Obama is not sold on India and emotionally wedded to it as his immediate predecessors — particularly President George W. Bush — were. However, he has given enough indications on this visit that he willing to come to a deal, or several deals, with India that will be mutually beneficial. For the moment, he doesn’t have the space and maneuverability to sacrifice Pakistan as part of the deal. For related reasons, as well as for instinctual ones, he is not interested in making a strategic partnership with India a cornerstone of his presidency.

As such, there will be no grand bargain. Nevertheless, there can be numerous smaller, not-so-grand bargains. The US President has more or less said as much and it is for India to seize the chance.

In this context,  Obama’s announcement that the US will be reforming its export control rules and allowing India greater access to dual-use technology is big. It is a potential game changer and can not only dramatically increase the quantum of India-US trade but also revolutionize Indian manufacturing.

Yet, it is not as if all of America’s “technology re-serves” will be opened up at one go. The US is no more a manufacturing economy. Its financial strength has depleted. In a sense, technology is lone hand: its top exportable commodity. It will calibrate access to this technology to its own advantage. In India’s case market access — for American financial services companies, retail chains and so on — will determine the overall comfort level of the relationship and the degree to which America shares technology.

This is not the old America; it is a troubled America that is down to hard bargaining. Like Gandhi, a great baniya himself — he sold autographs to children to raise money for the Congress —  Obama is going to play hard.

In the past 15-odd years, India has been courted and wooed by the US as a former Cold War adversary, an estranged polity that needed to be converted to the ways of the last superpower. That period of seduction is long over and no more necessary. It has left India with some leverage in Washington, DC, but not enough to seriously influence American foreign policy goals and strategic options.

How can India increase its influence in the Beltway, the inner ring of power in the American capital? It can do it in one of two ways. It can contribute troops to the war effort in Afghanistan and take pressure off  Obama and his troops. This is simply not feasible. As a society, India is not ready for such hard decisions. That aside, the US itself would be wary of allowing India a military role in Afghanistan, conscious that it would inflame Pakistan and others in the Islamic world.

The other option — and the only option — is to lock the US into a economic embrace that is irreversible and breaking which would seriously damage American interests, jobs, consumers and corporate profitability. This won’t happen in a hurry; it took China 30 years. Yet, with greater access to dual-use technology than China, without the political baggage that the Communist giant carries and with its own entrepreneurial and technological wherewithal, India can do it faster.

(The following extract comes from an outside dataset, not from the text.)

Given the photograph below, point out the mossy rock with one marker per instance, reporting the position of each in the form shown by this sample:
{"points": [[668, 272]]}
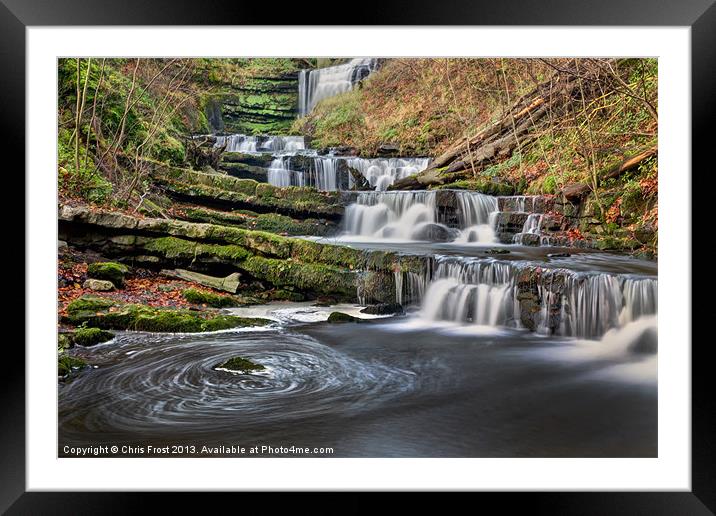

Rather than whingeing about Pakistan and the Security Council to  Obama — and to every political visitor, who touches down at an Indian airport, presumably even the President of Guatemala — India needs to propel its domestic conditions and its economic policy to emergent realities. It is one thing to demand dual-use technology but quite another to ensure India’s industry has the absorptive capacities to make use of such facilities. Frankly, just working towards optimum use of the dual-use technology that will be available can keep Indian policymakers busy for a decade.

This is not to suggest that India should forget about Pakistan, terrorism and the Security Council. It is just that a pragmatic mind tailors its message according to the audience. If  Obama is not listening to something, change the conversation and wait for a chance to go back to your original point. Till then — and even after — focus on your economy. In the end, it is economic heft that will lead to global political muscle and inevitably push the world to give India a seat at the high table, at the Security Council or wherever. The rest is all verbiage, even if  Obama dressed it well.